I'm not sure if the Standard allows you to access the
padding bits.

For instance, if you have:

struct Blah
{
int a;
char b;
char c;
char d;
int b;
};


Chances are that it will be lain out in memory as so:

| a | b | c | padding | d


You can access the object as follows:

poo.a
poo.b
poo.c
poo.d

And a copy constructor and a assignment operator will both
copy the four member variables, but I'm not sure if the
Standard gives us control over the padding bits... anyone
know? I recall looking in the Standard for this before and
finding nothing.

Let's say hypothetically speaking that you *can't* mess
with padding bits. A certain implementation, when you do
the following:

Blah poo;
char x;

Might stick "x" into memory as so:

| a | b | c | x | d |


Again, I stress *hypothetically speaking*.

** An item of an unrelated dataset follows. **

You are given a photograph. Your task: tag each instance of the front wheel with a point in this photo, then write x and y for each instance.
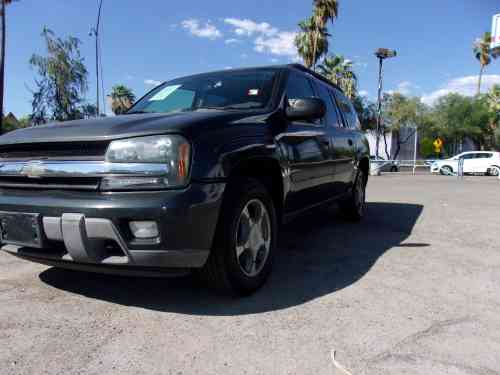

So does anyone know if the Standard allows messing with
padding?


-JKop




-JKop
 
R

Ron Natalie

JKop said:
I'm not sure if the Standard allows you to access the
padding bits.

Read the last paragraph of 3.10 of the standard.
And a copy constructor and a assignment operator will both
copy the four member variables, but I'm not sure if the
Standard gives us control over the padding bits... anyone
know? I recall looking in the Standard for this before and
finding nothing.

The standard doesn't specify any behavior as to what happens to the
pad bytes in assignment or construction.
So does anyone know if the Standard allows messing with
padding?
If you mean aliasing it to char* and then accessing the chars, it is allowed.
 
J

JKop

I'm not sure if the Standard allows you to access the padding bits.
Read the last paragraph of 3.10 of the standard.

<QUOTE>
15 If a program attempts to access the stored value of an object through an
lvalue of other than one of the following
types the behavior is undefined48):
— the dynamic type of the object,
— a cv-qualified version of the dynamic type of the object,
— a type that is the signed or unsigned type corresponding to the dynamic
type of the object,
— a type that is the signed or unsigned type corresponding to a cv-qualified
version of the dynamic type of
the object,
— an aggregate or union type that includes one of the aforementioned types
among its members (including,
recursively, a member of a subaggregate or contained union),
— a type that is a (possibly cv-qualified) base class type of the dynamic
type of the object,
— a char or unsigned char type.
</QUOTE>


Hmmm... I suppose.


Anyone?


-JKop
 
G

Greg Comeau

Please explain a little deeper as to why memset might not set a
pointer or a floating point number to zero. It does on my computer.

Because all bits zero is not a valid representation for
floating points or pointers on many platforms.